Robert “Bob” N. Sorensen, son of A. N. Sorensen, distinguished himself as an editor, writer, and cartoonist while attending Utah State University. He majored in journalism, was a feature editor for Student Life, edited the Scribble magazine, and helped organize the USAC Radio Guild. Following graduation, Robert began a five-year Air Force career. The papers comprising the Robert N. Sorensen series are heavily focused towards his military career. He began basic pilot training in Waco and advanced training in Lubbock, both in Texas. After a year in pilot training, he was assigned to the Strategic Air Command (SAC) at Randolph AFB, San Antonio, Texas, for transition into the B-29 bomber. After completing combat crew training in March l952, Bob and his crew were ordered to Yokota AFB near Tokyo, Japan, where they flew twenty-seven missions against targets in North Korea during the Korean War.
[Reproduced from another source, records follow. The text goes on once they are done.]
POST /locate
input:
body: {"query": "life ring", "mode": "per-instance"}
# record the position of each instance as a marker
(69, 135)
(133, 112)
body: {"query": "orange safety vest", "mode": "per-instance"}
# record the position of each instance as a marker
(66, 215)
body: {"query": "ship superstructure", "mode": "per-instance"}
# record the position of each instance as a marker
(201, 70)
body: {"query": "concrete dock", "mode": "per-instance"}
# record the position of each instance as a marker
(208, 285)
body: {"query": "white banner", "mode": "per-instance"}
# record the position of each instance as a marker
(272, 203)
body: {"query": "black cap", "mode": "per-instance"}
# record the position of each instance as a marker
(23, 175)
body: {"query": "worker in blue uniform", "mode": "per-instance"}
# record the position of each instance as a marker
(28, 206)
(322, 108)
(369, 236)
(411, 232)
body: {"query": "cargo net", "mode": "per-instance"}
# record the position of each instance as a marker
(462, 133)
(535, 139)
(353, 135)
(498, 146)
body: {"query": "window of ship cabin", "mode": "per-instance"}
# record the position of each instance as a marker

Following his time overseas, Bob was sent to Barksdale AFB near Shreveport, Louisiana, where he completed his Air Force tour as a copilot flying SAC’s then fastest jet bomber, the B-47. After his Air Force service, Bob entered graduate school at Northwestern University and earned his MS degree in journalism in 1956. In l955, he married Noel Naylor of Shreveport, Louisiana, with whom he had three children: Robert Scott, Jeffrey Lloyd, and Steven Mark, and four grandchildren. Bob’s first employment was with Boeing Airplane Company as a flight handbook editor, after which he served in various public relations and advertising capacities with a number of companies before establishing his own advertising agency in Dallas, Texas, in 1976, which he operated for almost twenty years.

Philip E. Sorensen, son of Alma N. Sorensen, received his bachelor’s and master’s degrees at USU in l954 and 1957. He received the USU College Award at the time of his graduation in 1954 on the basis of his scholarship and many student activities, including the USU Student Council, USU radio station KVSC, and dramatic arts. He received his PhD degree in economics from the University of California in Berkeley in 1965 and went on to a forty-five-year career of teaching and research at the University of California in Santa Barbara, Florida State University in Tallahassee, and a number of other universities in the U.S. and overseas. He was a recognized expert in natural resource economics (mainly offshore oil production and oil spill analysis) and in antitrust economics. He presented testimony in many state and government hearings and received a special commendation from Florida’s governor and cabinet in 1976. He married Joyce Strand in Great Falls, Montana, in 1957. He and Joyce had three children: Eric, Thomas, and Mary, and six grandchildren.

John Mark Sorensen, youngest son of Alma N. Sorensen, earned his bachelor’s and master’s degrees in English at Utah State University in 1956 and 1961. He later received a Master of Library Science degree at Brigham Young University. He taught English at USU and served for many years as the arts and humanities librarian at the Merrill Library.